The treatment of the unborn is subjective in the courts as one could legally kill the child through abortion and another prosecuted for man-slaughter or murder as the result of an assault on the woman carrying the child. The unborn is considered a ‘person’ in the latter case.
Again, I stated the ‘goal’ and not the ‘intent’. Your remarks address the potential abuse of such an initiative which would be far less harmful to the unborn than the act of an abortion. No less the politics that enable death by syringe can certainly come to the aid of those concerned with death by twinkie. I don’t find passage through the vaginal canal the determining characteristic that differentiates the life value of the unborn from that of the newborn. Why should “Life, liberty, equality of justice and the due process of law” be governed by the act of birthing? Are you saying that a 9 month prenatal is undeserving of the rights afforded to a newborn yet detached from its mother?
Personhood ping.
Sign up to carry a petition?
Sure enough!
Call Colorado Right to Life: 303-753-9394.
We’ll get you connected.
"A jubilant group of about 40 supporters, including anti-abortion leaders from across the country, gathered at the Timbers Hotel in northeast Denver to cheer the ruling. They believe passage of the measure could lead to the eventual overturning of Roe vs. Wade, the 1973 Supreme Court ruling that legalized abortion.
"The right to life is not a right that comes to us when we're born but when we're created," said GOP presidential candidate Alan Keyes, who addressed the cheering group.
Absolutely not. But I AM saying that tangential means of achieving a desired end have the greatest potential for boomeranging and causing far more damage than good, especially with our courts as currently constituted. And sorry, I did not mean to sound preachy, and certainly did not mean to call into question your love of liberty.
Just please consider one example: the civil rights acts of the mid-60s. They explicitly state that discrimination based on race, etc., is impermissible...period, no exceptions, no ambiguous language. Moreover, the legislative history is replete with statements by the bills' sponsors that the laws could never result in, for example, reverse discrimination to redress historical discrimination - the legislative debate went into exhaustive detail on this very point. It took but one decision authored by Brennan in, IIRC, 1968, to read the clear mandates of the laws (and their stated goals, intent, and operation) completely out of existence. You see the result today everywhere you look...and I don't know your thoughts on the issue, but I perceive it to be an unmitigated...sorry to use this word yet again, but nothing else is strong enough...disaster. The purely "good" goals and intent of the law, and its clear statutory language, has been manipulated by the far left to engineer results completely at odds with its intent.
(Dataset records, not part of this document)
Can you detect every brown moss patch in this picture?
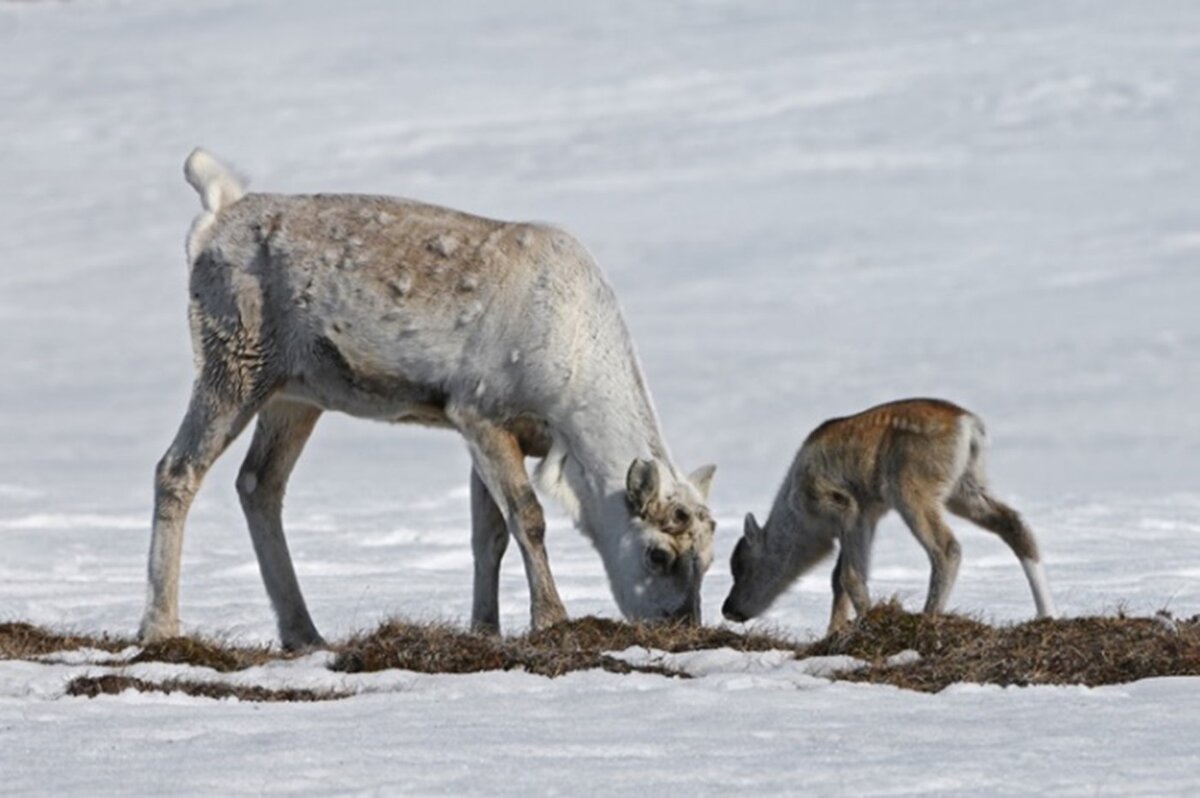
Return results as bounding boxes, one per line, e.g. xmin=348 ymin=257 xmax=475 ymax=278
xmin=808 ymin=602 xmax=1200 ymax=692
xmin=66 ymin=673 xmax=350 ymax=702
xmin=0 ymin=622 xmax=132 ymax=660
xmin=331 ymin=618 xmax=796 ymax=678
Please also consider that the same formal legal reasoning used in Brennan's opinion was employed by Blackmun in Roe v. Wade and the associated case, Doe v. Bolton, scant years later...resulting in the second Holocaust of the 20th century.
When considering legislation, deep analysis, well beyond thinking "it's the good and right thing to do, so let's do it" sort, must be applied. The mere use in the initiative of the legal term of art, "due process of law," sent shivers down my back - as much evil has marched under the banner of those three little words, under current judicial usage, more than I would think possible in a rational world. Utilising "bad" means to achieve a "good" end is NEVER wise - and in my estimation, this initiative is such a "bad" means because it is clearly foreseeable that it will result in unintended and highly negative consequences far afield from the stated goals.
I support the goal of protecting the unborn...but this is not the proper means to achieve that goal. I would rather say "Beware!" now than "I told you so!" later.